-
Notifications
You must be signed in to change notification settings - Fork 213
Dockerization, Updated Pipeline Workflow and DORA Metrics
This document outlines the process of Dockerizing our existing applications, setting up environment-specific configurations, and refactoring our Continuous Integration/Continuous Deployment (CI/CD) pipeline to meet our new deployment needs.
We created a Dockerfile to build our application into an image and environment-specific docker compose files to deploy the container in various environments. The docker compose files build a container for our code's backend and database. The containers are then mapped to the nginx server we have running in our server
Our old pipeline involved two workflows to build and test our application on pull requests made to the repo and then deploy the application to our server once the PR is merged and the build and test workflow is successful. We had environment-specific workflows for the dev, staging, and main branch (which is our production branch)
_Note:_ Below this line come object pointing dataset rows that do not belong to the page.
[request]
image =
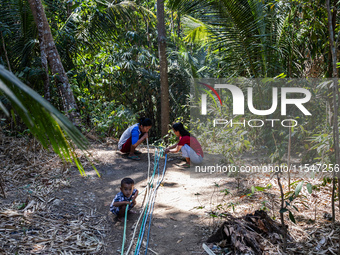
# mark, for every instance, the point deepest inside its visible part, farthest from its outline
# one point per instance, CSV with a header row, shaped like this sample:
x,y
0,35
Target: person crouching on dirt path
x,y
133,136
188,144
126,197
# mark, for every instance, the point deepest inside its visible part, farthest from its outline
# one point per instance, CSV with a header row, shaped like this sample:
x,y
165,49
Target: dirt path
x,y
51,210
177,226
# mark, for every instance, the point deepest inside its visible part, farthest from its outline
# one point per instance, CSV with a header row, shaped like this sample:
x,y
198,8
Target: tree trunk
x,y
165,110
5,51
49,52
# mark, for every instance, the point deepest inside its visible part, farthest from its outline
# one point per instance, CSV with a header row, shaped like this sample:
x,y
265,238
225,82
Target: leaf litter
x,y
34,219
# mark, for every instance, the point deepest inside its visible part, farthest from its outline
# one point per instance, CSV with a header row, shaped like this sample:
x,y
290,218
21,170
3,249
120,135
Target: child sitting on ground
x,y
126,197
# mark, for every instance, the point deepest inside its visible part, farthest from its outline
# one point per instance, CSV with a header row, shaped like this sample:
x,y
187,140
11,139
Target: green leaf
x,y
298,188
45,122
309,188
291,217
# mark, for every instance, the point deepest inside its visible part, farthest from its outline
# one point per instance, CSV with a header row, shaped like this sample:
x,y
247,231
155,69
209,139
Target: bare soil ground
x,y
50,209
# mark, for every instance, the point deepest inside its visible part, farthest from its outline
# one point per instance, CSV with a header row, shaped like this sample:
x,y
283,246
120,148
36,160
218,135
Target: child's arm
x,y
171,147
133,198
146,135
118,204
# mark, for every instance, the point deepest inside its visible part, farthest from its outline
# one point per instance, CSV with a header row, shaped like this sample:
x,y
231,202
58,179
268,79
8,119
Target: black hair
x,y
179,127
127,181
146,122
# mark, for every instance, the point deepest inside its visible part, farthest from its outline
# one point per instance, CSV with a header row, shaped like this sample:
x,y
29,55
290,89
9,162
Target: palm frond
x,y
45,122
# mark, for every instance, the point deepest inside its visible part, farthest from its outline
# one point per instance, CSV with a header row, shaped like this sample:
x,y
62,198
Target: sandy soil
x,y
51,209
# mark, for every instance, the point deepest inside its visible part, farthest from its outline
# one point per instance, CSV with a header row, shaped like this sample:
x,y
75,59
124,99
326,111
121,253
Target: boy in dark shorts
x,y
126,197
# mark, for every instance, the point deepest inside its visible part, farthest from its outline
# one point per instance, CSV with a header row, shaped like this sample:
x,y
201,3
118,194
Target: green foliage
x,y
110,120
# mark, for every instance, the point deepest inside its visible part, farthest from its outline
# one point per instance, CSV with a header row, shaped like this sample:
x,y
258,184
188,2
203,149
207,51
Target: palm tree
x,y
46,123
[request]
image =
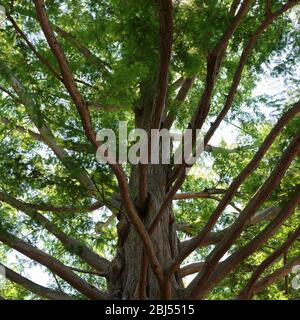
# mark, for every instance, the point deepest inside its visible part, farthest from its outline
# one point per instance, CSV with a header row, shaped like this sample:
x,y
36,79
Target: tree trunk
x,y
125,269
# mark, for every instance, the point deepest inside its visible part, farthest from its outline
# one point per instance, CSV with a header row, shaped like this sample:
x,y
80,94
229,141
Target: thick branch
x,y
253,164
35,288
198,286
247,291
241,254
70,244
165,8
52,264
275,276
Our new pipeline workflow involves three workflows. The first is to test the application to ensure it meets standards, then a pr-deploy workflow is ran to deploy our application as a docker container in an isolated environment. Once these workflows pass and the PR is merged, the last worklow runs which builds our application image on the pipeline and uses docker save
and gzip
to compress the image. The image is then securely copied into our server and docker load
is used to load the image and docker-compose up
starts the container
The DevOps Research and Assessment Metrics (DORA) are used to measure DevOps performance. These metrics help to improve DevOps efficiency and communicate performance to business stakeholders. These four key metrics, which are divided into two core areas od DevOps are being monitored for our project: They are:
-
Deployment frequency and Lead time for changes (which measure team velocity)
-
Change failure rate and Time to restore service (which measure stability)
To access these core metrics for our project, we will be making use of the Github API to collect metrics about our repository's workflow runs, pull requests, and commits. We will also write a python script to that uses the Prometheus client library to expose these metrics, which can be scraped by a Prometheus server for monitoring and alerting purposes with grafana.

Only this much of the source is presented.